Wednesday, 24 October 2012

Gabriela, Clove and Cinnamon

File:Gabriela arrependida II.jpg

Gabriela, Clove and Cinnamon, originally titled Gabriela, Cravo e Canela, is a 1958 novel written by Brazilian author Jorge Amado. It tells the love story of Gabriela, also know as Bié, and Nacib, a business owner of Syrian origins. Their story is told against the backdrop of 1920s Brazil, with its political struggles, men who keep the law with their guns, and men who wish to change it all with democracy. The book gained international recognition after it was adapted for television in 1975, later being transformed for the big screen. Gabriela was a much loved telenovela, watched by millions, and has been brought back this year with a new cast but with the same captivating story. I wasn't born when the telenovela and the film were made, but I have been watching along this time, and I've been charmed by the characters and the complex plot lines; there are no over-the-top dramatics or bad acting so common in soaps. To top it all off, Gabriela is sprinkled with unusual names, which seem to fit 1920s Brazil so perfectly. 

The Women

Gabriela - Derived from Biblical Gabriel (strong man of God), it works well in many languages. The spelling with only one L is typically Italian, Spanish and Portuguese, but it is not so noticeable a change to put off English speaking parents.

Olga - Many would be surprised to find Olga (holy, blessed), a name with strong Russian associations, being used in Brazil in the 20s. But Brazil was for much of its history a melting pot of different cultures, so to see Olga make an appearance should raise no eyebrows.

Malvina - Invented in the 18th century, from the Gaelic for 'smooth brow', Malvina has a distinct Brazilian vibe, although it would not fit in with Brazil's current naming style.

Gerusa - Pronounced Jeh-ROO-Sah, this is one of the character names that better fits the time period. It is possible that it is a variation of Hebrew Jerusha (possession), an Old Testament name. The religious connections would certainly fit in with the strong Catholic faith of most Brazilians.

Teodora -  No wild guesses needed for this one. Teodora is the the Portuguese form of Theodora (God's gift). I'm personally charmed by the boyish nickname Teo that may be derived from it. 

Doroteia - Another no-brainer.
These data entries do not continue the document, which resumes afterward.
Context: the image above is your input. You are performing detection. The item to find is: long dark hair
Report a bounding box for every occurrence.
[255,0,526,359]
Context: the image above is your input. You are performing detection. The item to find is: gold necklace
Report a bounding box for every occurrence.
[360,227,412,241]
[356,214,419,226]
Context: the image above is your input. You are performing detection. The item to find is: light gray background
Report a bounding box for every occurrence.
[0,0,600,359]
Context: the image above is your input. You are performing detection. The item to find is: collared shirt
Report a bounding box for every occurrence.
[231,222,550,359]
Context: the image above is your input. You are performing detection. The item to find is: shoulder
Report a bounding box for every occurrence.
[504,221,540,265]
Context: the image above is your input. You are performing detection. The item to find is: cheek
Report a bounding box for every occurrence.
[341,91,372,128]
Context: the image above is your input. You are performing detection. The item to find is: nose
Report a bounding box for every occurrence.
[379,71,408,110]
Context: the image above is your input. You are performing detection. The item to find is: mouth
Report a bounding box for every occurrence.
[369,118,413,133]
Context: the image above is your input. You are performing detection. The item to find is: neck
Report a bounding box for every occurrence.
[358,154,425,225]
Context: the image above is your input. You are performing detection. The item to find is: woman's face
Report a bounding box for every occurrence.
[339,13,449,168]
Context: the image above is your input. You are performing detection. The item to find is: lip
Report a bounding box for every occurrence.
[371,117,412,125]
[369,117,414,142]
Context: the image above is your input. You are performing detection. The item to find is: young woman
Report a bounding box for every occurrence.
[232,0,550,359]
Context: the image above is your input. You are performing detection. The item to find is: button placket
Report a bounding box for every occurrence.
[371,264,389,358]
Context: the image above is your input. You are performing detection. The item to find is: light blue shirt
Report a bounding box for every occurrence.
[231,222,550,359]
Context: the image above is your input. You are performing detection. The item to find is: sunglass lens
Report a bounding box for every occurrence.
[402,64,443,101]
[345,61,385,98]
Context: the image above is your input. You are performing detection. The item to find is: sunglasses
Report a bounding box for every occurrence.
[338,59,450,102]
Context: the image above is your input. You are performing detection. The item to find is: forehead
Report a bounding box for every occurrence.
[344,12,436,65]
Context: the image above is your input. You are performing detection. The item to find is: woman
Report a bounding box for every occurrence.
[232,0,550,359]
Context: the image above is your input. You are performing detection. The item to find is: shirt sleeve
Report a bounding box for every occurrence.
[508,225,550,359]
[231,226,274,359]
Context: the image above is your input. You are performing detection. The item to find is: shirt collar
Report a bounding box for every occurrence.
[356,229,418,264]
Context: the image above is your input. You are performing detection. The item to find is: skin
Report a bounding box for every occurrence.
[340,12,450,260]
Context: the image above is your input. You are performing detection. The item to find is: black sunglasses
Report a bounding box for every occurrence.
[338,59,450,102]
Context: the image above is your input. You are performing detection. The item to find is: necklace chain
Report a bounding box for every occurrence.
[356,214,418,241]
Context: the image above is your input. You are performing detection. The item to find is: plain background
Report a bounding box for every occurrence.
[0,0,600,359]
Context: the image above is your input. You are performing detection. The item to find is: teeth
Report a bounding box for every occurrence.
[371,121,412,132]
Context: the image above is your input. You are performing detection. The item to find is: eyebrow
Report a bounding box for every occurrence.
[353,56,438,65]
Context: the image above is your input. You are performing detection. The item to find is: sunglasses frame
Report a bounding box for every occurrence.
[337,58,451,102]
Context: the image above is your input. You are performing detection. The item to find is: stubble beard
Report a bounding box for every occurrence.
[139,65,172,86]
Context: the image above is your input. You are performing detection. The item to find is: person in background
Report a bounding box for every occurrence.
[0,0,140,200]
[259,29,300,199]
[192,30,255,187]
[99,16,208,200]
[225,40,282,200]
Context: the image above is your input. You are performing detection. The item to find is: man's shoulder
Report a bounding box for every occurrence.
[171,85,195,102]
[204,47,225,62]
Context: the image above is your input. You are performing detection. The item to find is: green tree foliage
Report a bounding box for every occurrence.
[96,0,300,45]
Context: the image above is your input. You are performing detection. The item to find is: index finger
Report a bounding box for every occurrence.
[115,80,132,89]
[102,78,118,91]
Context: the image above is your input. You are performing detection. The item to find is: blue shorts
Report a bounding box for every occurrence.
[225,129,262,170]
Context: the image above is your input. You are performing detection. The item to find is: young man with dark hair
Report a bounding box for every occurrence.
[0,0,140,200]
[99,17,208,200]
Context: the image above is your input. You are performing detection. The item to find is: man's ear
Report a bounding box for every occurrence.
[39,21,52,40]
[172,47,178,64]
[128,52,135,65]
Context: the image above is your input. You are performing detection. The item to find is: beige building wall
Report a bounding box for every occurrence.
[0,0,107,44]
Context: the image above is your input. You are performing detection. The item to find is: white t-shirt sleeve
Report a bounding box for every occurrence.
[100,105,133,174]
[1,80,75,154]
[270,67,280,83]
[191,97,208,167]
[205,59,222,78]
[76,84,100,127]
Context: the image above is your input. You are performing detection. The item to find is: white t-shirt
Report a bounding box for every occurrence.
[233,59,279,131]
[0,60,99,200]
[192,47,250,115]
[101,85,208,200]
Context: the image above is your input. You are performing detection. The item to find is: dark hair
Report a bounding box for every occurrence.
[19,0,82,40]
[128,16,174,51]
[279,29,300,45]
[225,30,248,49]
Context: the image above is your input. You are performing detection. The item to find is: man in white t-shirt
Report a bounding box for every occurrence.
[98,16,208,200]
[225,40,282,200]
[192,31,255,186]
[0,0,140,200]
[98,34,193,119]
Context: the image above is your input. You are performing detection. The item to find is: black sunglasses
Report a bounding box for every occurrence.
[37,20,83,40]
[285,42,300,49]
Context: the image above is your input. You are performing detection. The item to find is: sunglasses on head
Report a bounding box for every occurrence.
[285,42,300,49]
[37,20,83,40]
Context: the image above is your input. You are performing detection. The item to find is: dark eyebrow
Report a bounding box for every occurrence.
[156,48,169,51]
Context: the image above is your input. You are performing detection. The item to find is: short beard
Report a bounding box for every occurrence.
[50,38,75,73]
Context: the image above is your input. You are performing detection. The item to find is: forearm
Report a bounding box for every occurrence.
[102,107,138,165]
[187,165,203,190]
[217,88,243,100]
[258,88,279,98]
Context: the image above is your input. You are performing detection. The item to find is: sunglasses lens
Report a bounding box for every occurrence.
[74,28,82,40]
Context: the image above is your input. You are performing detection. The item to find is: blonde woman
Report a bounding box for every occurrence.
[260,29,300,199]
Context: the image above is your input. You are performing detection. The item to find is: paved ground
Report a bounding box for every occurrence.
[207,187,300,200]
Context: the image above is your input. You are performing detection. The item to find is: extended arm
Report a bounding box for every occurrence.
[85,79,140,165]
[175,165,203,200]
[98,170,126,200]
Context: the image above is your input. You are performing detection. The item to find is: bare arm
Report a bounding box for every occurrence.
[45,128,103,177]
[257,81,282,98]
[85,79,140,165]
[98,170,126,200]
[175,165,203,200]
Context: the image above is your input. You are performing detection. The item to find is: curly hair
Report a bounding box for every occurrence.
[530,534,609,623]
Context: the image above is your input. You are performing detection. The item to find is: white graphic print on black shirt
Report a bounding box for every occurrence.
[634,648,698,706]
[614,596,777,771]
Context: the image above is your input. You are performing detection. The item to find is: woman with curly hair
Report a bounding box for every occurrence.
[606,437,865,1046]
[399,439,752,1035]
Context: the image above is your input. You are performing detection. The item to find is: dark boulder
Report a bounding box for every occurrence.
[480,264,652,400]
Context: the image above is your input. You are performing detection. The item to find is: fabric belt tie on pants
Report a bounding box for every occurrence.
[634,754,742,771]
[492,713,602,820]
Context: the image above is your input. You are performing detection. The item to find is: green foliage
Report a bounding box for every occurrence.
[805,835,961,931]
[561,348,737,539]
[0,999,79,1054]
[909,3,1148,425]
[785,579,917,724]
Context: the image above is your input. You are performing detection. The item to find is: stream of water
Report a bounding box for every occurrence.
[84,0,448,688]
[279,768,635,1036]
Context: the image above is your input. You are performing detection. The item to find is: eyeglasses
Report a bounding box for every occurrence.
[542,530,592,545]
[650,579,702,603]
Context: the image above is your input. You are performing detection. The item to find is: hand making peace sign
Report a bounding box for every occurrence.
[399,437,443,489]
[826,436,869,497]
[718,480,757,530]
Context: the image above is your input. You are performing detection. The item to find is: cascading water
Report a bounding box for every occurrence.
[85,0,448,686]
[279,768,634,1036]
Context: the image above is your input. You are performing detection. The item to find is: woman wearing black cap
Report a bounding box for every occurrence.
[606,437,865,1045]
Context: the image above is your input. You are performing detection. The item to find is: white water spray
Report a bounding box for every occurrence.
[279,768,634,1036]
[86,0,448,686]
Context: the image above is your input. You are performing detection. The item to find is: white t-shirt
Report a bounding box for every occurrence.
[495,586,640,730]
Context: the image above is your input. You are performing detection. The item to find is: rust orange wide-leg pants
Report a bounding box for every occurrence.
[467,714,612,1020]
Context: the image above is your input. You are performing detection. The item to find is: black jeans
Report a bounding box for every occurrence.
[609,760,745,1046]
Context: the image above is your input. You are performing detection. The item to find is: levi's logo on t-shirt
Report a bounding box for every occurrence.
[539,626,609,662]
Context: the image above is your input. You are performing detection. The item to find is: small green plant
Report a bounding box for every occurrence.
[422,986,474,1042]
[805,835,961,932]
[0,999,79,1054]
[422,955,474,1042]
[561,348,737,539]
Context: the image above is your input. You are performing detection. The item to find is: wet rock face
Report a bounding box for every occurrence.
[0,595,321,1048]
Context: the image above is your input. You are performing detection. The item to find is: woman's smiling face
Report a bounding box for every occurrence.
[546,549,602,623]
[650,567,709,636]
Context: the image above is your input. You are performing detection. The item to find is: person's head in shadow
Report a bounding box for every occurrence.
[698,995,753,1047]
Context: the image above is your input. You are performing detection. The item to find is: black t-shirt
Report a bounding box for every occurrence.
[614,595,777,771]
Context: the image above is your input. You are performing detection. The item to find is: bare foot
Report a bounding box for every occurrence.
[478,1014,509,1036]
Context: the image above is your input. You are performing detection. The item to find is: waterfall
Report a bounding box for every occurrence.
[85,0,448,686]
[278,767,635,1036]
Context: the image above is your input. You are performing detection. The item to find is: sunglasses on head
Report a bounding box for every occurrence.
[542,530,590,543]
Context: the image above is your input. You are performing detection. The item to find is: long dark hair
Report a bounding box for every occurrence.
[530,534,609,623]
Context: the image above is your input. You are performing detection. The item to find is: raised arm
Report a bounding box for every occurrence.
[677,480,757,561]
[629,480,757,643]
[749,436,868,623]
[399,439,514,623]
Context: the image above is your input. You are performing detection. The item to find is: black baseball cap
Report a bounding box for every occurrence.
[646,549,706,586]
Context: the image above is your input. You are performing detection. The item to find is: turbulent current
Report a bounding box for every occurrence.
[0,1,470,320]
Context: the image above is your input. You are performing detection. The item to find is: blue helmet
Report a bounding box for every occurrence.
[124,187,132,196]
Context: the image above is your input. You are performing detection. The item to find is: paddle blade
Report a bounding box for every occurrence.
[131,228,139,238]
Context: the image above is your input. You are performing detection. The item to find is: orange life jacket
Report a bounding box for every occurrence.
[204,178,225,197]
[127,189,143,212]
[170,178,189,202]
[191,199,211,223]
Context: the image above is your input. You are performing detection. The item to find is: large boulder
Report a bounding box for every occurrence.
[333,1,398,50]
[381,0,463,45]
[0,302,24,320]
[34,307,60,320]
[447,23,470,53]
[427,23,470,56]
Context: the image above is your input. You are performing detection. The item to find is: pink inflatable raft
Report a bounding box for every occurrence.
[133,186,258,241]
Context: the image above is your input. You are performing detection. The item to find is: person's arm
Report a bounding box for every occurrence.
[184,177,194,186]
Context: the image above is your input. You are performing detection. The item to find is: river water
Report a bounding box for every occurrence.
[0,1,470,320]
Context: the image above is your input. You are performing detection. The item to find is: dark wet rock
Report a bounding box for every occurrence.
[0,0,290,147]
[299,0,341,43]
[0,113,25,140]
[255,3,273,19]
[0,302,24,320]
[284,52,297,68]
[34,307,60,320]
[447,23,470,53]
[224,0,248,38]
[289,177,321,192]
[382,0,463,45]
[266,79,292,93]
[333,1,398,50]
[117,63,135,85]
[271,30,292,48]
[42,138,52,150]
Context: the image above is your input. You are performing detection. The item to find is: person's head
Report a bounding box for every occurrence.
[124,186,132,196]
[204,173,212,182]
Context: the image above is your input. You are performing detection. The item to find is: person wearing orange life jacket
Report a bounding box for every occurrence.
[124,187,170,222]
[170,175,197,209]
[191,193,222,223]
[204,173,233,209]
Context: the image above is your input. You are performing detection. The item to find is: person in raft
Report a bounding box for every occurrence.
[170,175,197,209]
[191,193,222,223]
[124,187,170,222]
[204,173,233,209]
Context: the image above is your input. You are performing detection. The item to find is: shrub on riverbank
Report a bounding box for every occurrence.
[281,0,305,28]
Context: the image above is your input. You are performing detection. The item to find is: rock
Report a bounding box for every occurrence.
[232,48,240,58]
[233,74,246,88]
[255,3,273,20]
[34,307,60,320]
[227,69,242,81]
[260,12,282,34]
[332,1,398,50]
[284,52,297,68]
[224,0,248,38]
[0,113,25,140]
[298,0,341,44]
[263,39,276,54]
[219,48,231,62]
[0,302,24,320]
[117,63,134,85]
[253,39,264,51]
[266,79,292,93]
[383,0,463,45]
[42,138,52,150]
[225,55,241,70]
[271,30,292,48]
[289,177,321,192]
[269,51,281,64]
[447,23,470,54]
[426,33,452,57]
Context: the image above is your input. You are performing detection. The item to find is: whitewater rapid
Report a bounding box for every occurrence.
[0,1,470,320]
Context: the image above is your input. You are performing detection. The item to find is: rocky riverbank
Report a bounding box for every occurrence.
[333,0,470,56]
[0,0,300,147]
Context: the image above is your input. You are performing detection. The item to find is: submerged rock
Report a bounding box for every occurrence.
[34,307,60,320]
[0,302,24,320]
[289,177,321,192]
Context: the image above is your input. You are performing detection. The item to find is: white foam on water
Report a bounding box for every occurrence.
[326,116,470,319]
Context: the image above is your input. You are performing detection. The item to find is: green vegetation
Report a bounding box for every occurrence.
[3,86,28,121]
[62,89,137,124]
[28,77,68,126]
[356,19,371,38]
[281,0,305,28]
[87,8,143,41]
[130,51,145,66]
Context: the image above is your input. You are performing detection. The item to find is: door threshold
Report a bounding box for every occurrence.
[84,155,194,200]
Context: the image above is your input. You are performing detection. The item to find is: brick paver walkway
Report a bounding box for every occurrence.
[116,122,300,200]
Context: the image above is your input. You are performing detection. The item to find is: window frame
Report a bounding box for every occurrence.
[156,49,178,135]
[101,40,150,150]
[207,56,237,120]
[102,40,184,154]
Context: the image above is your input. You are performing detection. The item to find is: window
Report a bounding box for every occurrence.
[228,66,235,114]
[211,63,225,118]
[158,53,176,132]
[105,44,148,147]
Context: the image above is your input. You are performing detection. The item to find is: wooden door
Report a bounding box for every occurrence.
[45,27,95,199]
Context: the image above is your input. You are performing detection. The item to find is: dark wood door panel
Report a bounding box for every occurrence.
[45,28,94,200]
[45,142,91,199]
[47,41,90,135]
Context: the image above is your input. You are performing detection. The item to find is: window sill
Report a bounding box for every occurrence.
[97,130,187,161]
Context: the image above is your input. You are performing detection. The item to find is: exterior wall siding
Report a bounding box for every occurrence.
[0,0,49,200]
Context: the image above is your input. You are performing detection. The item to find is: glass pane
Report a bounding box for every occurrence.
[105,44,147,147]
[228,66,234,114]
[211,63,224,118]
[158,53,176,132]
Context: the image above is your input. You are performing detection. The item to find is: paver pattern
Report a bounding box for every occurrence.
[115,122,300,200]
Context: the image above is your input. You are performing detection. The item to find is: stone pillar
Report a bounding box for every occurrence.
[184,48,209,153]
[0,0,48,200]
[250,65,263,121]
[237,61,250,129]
Doroteia is simply the Portuguese form of Dorothea (God's Gift).

Marialva - Very southern in style, it is the name of a town in Paraná, which got its name in honour of the Marquis of Marialva. The name may have originated from the tale of Maria Alva, the girl with goat feet. The story goes that Maria Alva was a beautiful girl who fell for the local shoemaker. Before agreeing to marry him, Maria asked him to make her a pair of shoes. To cut a long story short, he found out she had goat feet, told everyone in the village about them, and Maria threw herself out of a window.

Lindinalva - An interesting name. It is likely a mush-up between Linda (beautiful) and Dalva (very light), which is in relation to the planet Venus, sometimes referred to as 'Estrela Dalva'.

Quinquina - A nature name related to Peruvian bark, used for centuries to cure illnesses.

Florzinha - A pet form of Flore (flower), Florzinha translates to 'little flower'.

The Men

Nacib - It could likely come from the Arabic Nasib (noble), and it has a definite Middle-Eastern flavour. Perhaps it isn't exactly wearable for most, but it has a nice sound, look and feel to it.

Mundinho - Pronounced as 'Moon-Dee-Nyo', it literally translates to 'small world'.

Tonico - A pet form for Antonio, the Portuguese form of Anthony, it usually means 'small Antonio'.

Josué - Not to be confused with common José, Josué is the Portuguese form of Joshua (yahweh is salvation). Many would be tempted to pronounce it ho-SU-ay, but that would be Spanish. Portuguese pronounce their Js just as we do in English, although every name website, for some reason, thinks that the Portuguese pronounce Js as Zs. Not true. Josué is something like Joh-Zuh-EH.

Jesuíno - It has a similar sound to Josué, but this time the stress rests on the I (pronounced as a long E). Although it seems to have no known meaning, it is likely linked to Jesus. 

Osmundo - Portuguese form of the English Osmond (God & protector).

Coriolano - An elaborate Italian surname full of potential. Its possible origins may be traced back Coriolanus, a Latin cognomen meaning 'from Corioli'. It is also the name of a Shakespearean play about the life of Caius Marcius Coriolanus.

Melk - Its meaning is 'king', but in Dutch it is the word for milk. Interestingly, there seems to be a beautiful city in Austria by this name, originally called Medilica in the 9th century.

Clemente - From the Late Latin name Clemens (merciful, gentle), it is more common to see it as Clement. This name, too, links in rather well with Brazil's Catholic faith. 

Berto - A nickname for Roberto, the Portuguese form of Robert (bright fame).